Hujan 41 | ☔💧

543 36 0
                                    


"Sekarang aku tau artinya rindu. Sekarang aku paham arti jarak dan pentingnya waktu"
_Hujan Nandira

" Seseorang hadir di bumi ini karena atas kelahiran dan pergi karena kematian. Dan percayalah, semuanya akan merasakan"
_Afero Aditama

Siang ini seusai dari pemakaman mama, aku duduk di pinggiran kolam renang. Kaki kumasukan ke kolam renang, sesekali aku menendang-nendang air.
Mencoba menenangkan pikiranku yang masih berkabung atas kepergian mama.
Entah sampai kapan aku seperti ini, tak ada semangat sama sekali untuk melanjutkan hidup.
Sementara di ruang tamu sana, terlihat ramai sekali keluarga dari papa yang turut ke rumah untuk menjenguk papa dan berduka cita atas meninggalnya mama.
Sedangkan Reza entah dirinya sedang berada dimana.

"Ma baru aja kemarin kita seneng-seneng, tertawa bareng. Dan gak nyangka waktu memisahkan kita begitu cepat" ungkapku di iringi tawa garing.

"Untuk apa kita ke rumah ini? Jika mama tidak berada disini? Hujan takut ma, Hujan gak punya siapa-siapa. Padahal Hujan berharap bisa bersama Ayah sama mama hingga Hujan benar-benar dewasa nanti. Hujan pengen bahagia in mama, membalas jasa mama yang amat sangat banyak. Namun, sekarang ? Aku sendiri" celotehku lirih.

Tiba-tiba Afero datang, dengan cepat aku mendongakkan kepalaku.
"Tenang kamu gak sendiri, kan aku sudah bilang. Aku akan selalu ada disampingmu" kata Afero sembari tersenyum.

Aku hanya bisa membalasnya dengan sebuah senyuman. Entah senyuman ini adalah senyuman palsu atau senyuman tulus yang kuberikan kepada Afero.
"Mama mu disana akan tenang, dia akan bahagia jika anaknya tumbuh dewasa. Menjadi wanita yang kuat dan sabar, pasti mamamu akan bahagia" cerca Afero dengan memegang pundakku.

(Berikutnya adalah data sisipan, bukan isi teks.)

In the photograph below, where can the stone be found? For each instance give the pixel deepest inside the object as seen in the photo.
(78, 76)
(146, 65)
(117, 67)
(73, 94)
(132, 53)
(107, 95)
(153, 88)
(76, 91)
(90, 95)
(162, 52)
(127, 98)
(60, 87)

"Menangis?  Apa bisa mengembalikan semuanya? Mamamu tak akan bisa kembali lagi, bukan? Seharusnya yang sekarang kamu lakuin itu, berdo'a. Karena hanya do'a dari seorang anak, mamamu disana akan diberikan jalan yang terbaik" tutur Afero dengan wajah penuh tulus.

Aku tertawa kikuk,
"Hiihii.. Iya, dasar aku ini bodoh. Bocah, emang bocah. Seharusnya aku bisa ikhlas, seharusnya aku tidak larut dalam tangisan terus menerus" komat-kamitku.

"Hujan, senyum. Karena dengan senyummu, dunia ini akan semakin indah. Di matamu ada pelangi, bukan hujan air mata" hibur Afero.

Seketika aku ingin tersenyum malu, mungkin pipiku sedang mengembang berwarna merah.
Huh Dasar Cowok Gombal!

"Udah mandi?" cela Afero melenceng dari topik pembicaraan.

"Hhhe, belum" tertawa mrenges seakan tak ada rasa jaim pun.

"Pantas saja"

"Pantas kenapa?"

"Bau asam"

"Yeh, biar" jawab sungutku.

"Btw, aku tadi anu" ucapku penuh teka-teki.

"Anu apa?" Afero merasa kepo.

"Praktikum Asam dan basa. Mungkin bau basanya hilang. Yang asam masih tersisa" tuturku sok ilmiah.

"Gak nyambung" ledek Afero.

Aku hanya tersenyum sengit, mata kusipitkan penuh amarah.
Afero memang seperti itu, memiliki sifat romantis yang hanya bertahan beberapa detik saja.

"Oke fiks mandi" tegasku.

"Nah gitu, ntar kalau mandi jangan lupa sabunan"  ucap Afero logis.

"Yaiyalah, emang dikira mandi bebek gak pakek sabun" mendengus sebal olehku.